Je suis Eric… et Matthew
Magna Carta, Nelson’s death at Trafalgar, the Battle of Waterloo, Victory in Europe, VJ Day… Some significant anniversaries fall this year, but the one that will always have a place in my heart occurred just 20 years ago, on 25 January 1995 at Selhurst Park Stadium, London SE25.
With one end of the ground knocked down for a new stand, there was a crowd of less than 19,000 packed in for the evening game between Crystal Palace and reigning champions Manchester United.
Things were predictably tight and tense when United’s hot-headed French maverick and borderline nut-case Eric Cantona lost patience with the close attention of Palace centre-back Richard Shaw and kicked out in frustration.
At half time, United manager Alex Ferguson had put a direct question to referee Alan Wilkie: ‘Why don’t you do your fucking job?’ This he now did, by showing Cantona a straight red.
What happened next has since entered football folklore.
Matthew Simmons, a Fulham supporter who occasionally visited Selhurst Park, ran down towards the front of the family enclosure to join in the hail of abuse that rained down upon the furious Frenchman. He initially claimed to have shouted ‘It’s an early bath for you!’ although other reported versions include phrases such as ‘fuck off’ and ‘French cunt’.
Whatever the truth, his efforts were rewarded with a couple of punches and a kung-fu kick that surpassed even the legendary martial arts in the Shed at the infamous 1976 Chelsea-Palace FA Cup tie.
Like most people in the ground, I was far away and far too busy insulting Cantona to properly see the ensuing kerfuffle, but we got the gist of it, and there was plenty of humorous speculation later as we made our way to the pub.
It soon became apparent that the atmosphere in the boozer was in marked contrast to that in the drama-queen world of the media. When Sportsnight began on the BBC, we were slightly taken aback to see Des Lynham and Gary Lineker in full ‘Queen Mother dies’ mode.
Public reaction was mixed, and less dramatic. Eyewitness David Haddock ‘did no more’ than recount events with his own unique turn of phrase, while an old lady declared it, quite reasonably, to be ‘a flick of the minute do, he heard what he said and he flew at him – after all, he’s French!’
The media spotlight then fell upon Cantona’s target, as details of his swearing, criminal record, and BNP sympathies emerged. Suddenly the ‘victim’ became the culprit, and Cantona the noble slayer of the racist – better still, racist cockney gobshite.

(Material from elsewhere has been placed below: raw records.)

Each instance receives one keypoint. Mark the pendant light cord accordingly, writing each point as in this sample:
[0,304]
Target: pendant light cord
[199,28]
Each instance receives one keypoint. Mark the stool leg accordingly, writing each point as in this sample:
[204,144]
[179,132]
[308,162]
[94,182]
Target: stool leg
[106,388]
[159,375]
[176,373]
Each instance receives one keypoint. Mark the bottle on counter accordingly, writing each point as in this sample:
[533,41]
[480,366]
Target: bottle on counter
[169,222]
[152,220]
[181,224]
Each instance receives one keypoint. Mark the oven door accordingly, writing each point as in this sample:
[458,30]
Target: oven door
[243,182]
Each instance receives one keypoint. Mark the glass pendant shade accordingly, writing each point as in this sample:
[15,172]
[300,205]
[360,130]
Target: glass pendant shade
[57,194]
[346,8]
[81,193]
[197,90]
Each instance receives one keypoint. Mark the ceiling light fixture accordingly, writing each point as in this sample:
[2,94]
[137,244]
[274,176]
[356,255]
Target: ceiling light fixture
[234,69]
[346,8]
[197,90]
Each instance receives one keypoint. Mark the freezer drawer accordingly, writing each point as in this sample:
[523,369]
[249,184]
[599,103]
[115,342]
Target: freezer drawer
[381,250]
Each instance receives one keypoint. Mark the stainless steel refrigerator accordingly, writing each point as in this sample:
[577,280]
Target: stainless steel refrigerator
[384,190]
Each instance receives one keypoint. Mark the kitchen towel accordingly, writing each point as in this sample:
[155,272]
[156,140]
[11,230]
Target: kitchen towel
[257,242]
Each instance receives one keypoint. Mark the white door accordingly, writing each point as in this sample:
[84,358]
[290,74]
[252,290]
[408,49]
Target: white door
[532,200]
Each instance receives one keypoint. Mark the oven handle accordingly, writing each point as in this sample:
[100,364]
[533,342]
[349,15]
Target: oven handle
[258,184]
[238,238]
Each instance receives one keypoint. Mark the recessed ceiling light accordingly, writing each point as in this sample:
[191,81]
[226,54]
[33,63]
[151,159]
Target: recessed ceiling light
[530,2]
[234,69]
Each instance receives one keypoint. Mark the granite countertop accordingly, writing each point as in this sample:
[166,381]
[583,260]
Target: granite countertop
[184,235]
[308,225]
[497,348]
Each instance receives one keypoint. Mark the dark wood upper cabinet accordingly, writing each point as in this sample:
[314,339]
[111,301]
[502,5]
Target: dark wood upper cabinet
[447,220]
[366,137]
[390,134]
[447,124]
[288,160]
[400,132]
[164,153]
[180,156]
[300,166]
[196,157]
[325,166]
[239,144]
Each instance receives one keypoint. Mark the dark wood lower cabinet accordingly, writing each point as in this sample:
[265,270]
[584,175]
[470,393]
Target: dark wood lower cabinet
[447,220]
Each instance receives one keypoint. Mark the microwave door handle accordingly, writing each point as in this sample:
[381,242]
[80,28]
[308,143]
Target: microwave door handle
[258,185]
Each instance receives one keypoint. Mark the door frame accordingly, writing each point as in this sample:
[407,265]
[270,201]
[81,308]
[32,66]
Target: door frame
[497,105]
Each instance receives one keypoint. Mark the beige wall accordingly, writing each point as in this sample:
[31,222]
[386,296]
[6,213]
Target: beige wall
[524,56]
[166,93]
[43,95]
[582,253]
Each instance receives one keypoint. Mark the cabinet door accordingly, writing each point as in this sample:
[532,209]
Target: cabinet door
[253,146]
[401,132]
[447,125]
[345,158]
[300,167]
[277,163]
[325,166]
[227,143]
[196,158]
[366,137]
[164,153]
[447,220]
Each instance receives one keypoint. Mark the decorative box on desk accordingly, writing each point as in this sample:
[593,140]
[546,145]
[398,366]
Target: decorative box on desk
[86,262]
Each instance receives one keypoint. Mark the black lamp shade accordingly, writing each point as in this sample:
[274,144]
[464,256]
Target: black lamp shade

Revenge came at the FA Cup semi-final a few months later, when Palace fan Paul Nixon was stabbed and hit over the head with brick before dying under the wheels of a coach. Bad blood between the two clubs continues to this day.
More broadly, there were consequences for the game as a whole.
Today, players are escorted from the pitch by a full entourage, and disappear down tented tunnels. They are cordoned off from the public, and even the press.
As for the public – Matthew Simmons once remarked that hurling abuse at a footballer ‘is not a criminal offence and certainly does not mean I should be hung, drawn and quartered’. Sadly it IS now a criminal offence. The right to behave ‘inappropriately’ has been sacrificed by the football family in the name of the family game.
As for myself, I stand by my original stance. Simmons did what thousands of us did that night, and Cantona did what we would love our own players to do. And how many of those who queued up to condemn him would have turned down the chance to have him in their side? Not many, I’ll wager.
And for those reasons, for this weekend, Je suis Eric… et Matthew.